Lo anterior explica que el humanismo considere la esperanza como una actitud necesaria. En una comunidad social, debidamente estructurada, la esperanza del hombre debe partir del propio esfuerzo, y desarrollarse cuanto sea preciso, con la ayuda debida, es decir, la que corresponda en justicia, que incluye la solidaridad de los demás miembros de la misma comunidad.

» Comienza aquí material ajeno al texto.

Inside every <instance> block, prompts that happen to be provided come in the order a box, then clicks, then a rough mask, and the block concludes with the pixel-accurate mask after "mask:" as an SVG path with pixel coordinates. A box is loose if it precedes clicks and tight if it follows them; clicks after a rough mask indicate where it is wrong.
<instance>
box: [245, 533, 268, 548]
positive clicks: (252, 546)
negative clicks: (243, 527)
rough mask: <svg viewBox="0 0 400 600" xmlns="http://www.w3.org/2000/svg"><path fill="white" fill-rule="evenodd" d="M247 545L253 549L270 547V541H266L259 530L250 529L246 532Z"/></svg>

El político, no está excluido de la actitud de la esperanza. Y no solo eso, el político puede encarnar perfectamente las condiciones que hemos propuesto para constituir su contenido. Ante todo, debe estar convencido de que puede alcanzar los fines y objetivos que se ha propuesto. Sin ese convencimiento su tarea sería un mero “dejar pasar”. Luego se encontrará innumerables dificultades en su tarea, desde las dificultades técnicas o financieras, o las que surgen de la incomprensión o la demagogia, hasta las críticas injustas o posiciones partidistas de los medios. Contra estas dificultades ha de enfrentarse con la esperanza de que no le impedirán estar convencido de que puede alcanzar los objetivos que se ha propuesto, y no va a renunciar a ellos.

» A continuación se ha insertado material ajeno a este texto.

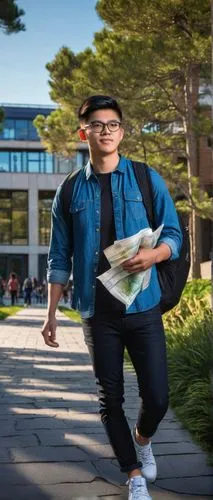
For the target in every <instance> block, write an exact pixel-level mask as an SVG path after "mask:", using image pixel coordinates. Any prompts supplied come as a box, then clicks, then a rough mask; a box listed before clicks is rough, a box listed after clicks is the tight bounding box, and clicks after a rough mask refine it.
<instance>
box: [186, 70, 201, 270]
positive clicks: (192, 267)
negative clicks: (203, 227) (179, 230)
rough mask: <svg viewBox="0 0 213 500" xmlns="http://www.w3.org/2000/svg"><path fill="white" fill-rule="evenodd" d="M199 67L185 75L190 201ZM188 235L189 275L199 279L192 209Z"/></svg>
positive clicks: (197, 253)
mask: <svg viewBox="0 0 213 500" xmlns="http://www.w3.org/2000/svg"><path fill="white" fill-rule="evenodd" d="M199 74H200V71H199V66H198V65H195V64H189V65H188V67H187V71H186V74H185V86H184V97H185V117H184V128H185V135H186V154H187V173H188V194H189V198H190V199H191V200H192V185H191V177H192V176H198V151H197V137H196V134H195V132H194V112H195V106H196V104H197V102H198V91H199ZM189 234H190V243H191V275H192V278H200V277H201V273H200V218H199V217H197V216H196V214H195V210H194V209H192V211H191V214H190V217H189Z"/></svg>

La esperanza nos ayuda, amable lector, a avanzar por la vida, puede, incluso, que sin darnos cuenta. Pero si te paras un momento a reflexionar, en todo cuanto te propones, está implícita la esperanza de conseguirlo, que te obliga a poner los medios necesarios y a demandar, en su caso, la ayuda de los demás.

La esperanza no es un optimismo ingenuo, sino la certeza de que Dios actúa en nuestra historia, incluso en medio del dolor y la cruz.